Not too much time to explore, we settled into our room, and our tour mate who is staying here with us came to ask if he could join us for dinner. So we walked down to the town and had the most delightful dinner at the MishDish Cafe with him, whose name is also John, who was born in Scotland but lives in Brisbane, Australia. The guys both ordered the salmon and mashed potatoes, and I had the Cullen Skink fish soup, all of which were delicious. We shared some chips and haggis balls, also super good!

We decided to have a wee dream of whisky at the adjoining bar afterwards, then shared a cab up the incredibly steep hills to our bed and breakfast. I didn’t sleep well, but eventually fell asleep for maybe 5 hours, so at least got some rest. The bed is too small for the two us who are so used to a king sized bed. An absolutely lovely breakfast from our host, Susan, at the Fuaran B&B, and now we are ready for our adventure today! 





Glen Etive
The Three Sisters














Thursday, September 26, 2024

Glasgow, Day 3! Outlander Tour with Rabbie’s

The forecast predicted rain all day today, so we booked another tour with Rabbie’s (the company we will be touring with tomorrow). We took the Outlander tour, which brings you to places where they’ve filmed parts of the show Outlander, which we really like. We had a nice small group and a nice, knowledgeable driver/tour guide, Grant. We headed out about 9 am from the bus station and our first stop was Doune Castle, which was the site used for Castle Leoch in Outlander, Winterfell in the Game of Thrones and also featured in Monty Python and the Holy Grail. It was big and had loads of tiny, winding stairs and was located in a very beautiful area where apparently there is a kite (the birds) viewing area. The weather was perfect, cool, windy and not rainy. Nice cloud cover made our pictures a lot nicer. 

Next we drove to the town of Falkland to see a special scene (when Jaime's ghost is watching Claire from down in the street), and have lunch. We had a nice lunch and warmed up a bit in a sweet cafe. John had a stuffed potato jacket, carrot and parsnip soup and salad, and I had a chicken and pesto mayo sandwich, carrot and parsnip soup and salad. The soup was fantastic and I’d like to try making it at home. 

Next stop was Midhope Castle, which was LallyBroch castle in Outlander, and I think Grant said had been featured in other movies and shows as well. It’s completely boarded up and you can’t go in, but it was cool to get photos at all the iconic places on the property.
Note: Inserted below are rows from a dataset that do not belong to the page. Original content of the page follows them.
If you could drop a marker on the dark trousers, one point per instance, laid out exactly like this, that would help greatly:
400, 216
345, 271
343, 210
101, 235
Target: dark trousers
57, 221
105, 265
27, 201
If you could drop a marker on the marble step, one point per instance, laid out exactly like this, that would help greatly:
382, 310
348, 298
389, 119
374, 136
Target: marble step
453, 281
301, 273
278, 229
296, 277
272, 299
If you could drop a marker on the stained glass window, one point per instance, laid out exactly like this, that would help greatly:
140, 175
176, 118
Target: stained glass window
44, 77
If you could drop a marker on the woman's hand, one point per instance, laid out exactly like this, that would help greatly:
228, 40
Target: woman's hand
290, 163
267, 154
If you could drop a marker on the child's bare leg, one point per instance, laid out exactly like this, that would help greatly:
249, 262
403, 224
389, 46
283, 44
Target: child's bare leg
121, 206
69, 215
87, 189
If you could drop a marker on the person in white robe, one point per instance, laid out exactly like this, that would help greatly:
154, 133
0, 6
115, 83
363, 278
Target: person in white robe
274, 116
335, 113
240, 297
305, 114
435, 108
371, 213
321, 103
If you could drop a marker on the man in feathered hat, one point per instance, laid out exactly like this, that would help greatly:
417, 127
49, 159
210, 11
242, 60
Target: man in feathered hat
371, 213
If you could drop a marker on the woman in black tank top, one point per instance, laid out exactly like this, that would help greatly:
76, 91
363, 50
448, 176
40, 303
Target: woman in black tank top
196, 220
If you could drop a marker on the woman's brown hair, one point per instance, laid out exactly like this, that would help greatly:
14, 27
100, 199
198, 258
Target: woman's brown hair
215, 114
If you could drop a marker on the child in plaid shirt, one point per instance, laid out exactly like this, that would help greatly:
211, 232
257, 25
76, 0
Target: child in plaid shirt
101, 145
Our final stop was Blackness Castle that is used as Fort William in Outlander and where the awful flogging scene was filmed. This one, like a lot of other castles here, was built on top of a volcano, and this is very obvious in the floors in this castle where all the lumpy lava was found in the floors and walkways in just about every room and out in the courtyard/keep area. You and to extremely careful everywhere in and around this castle because of so many cobblestone, lava and teensy winding stairs. But it was a really cool place to be, SO windy in this place as it’s right on the sea. It had glorious views of the mountain range across the Firth of Fourth waterway. 

We resisted buying stuff because it was just a lot of gift stores, but I did find a couple of awesome books of folk tales and mythical creatures of Scotland that I’d like to buy once we are home. The lore here is so interesting! The Grant navigated through rush hour traffic to get us back safely to Glasgow. 

We went to a couple of local pubs afterwards looking for more music sessions, but could only stay a few. Minutes for a quick dram at The Scotia and could t even get in the door the Potstill, they were absolutely packed!

Now, time for bed since we’ve got an early start with our Rabbie’s tour to Mull and Iona!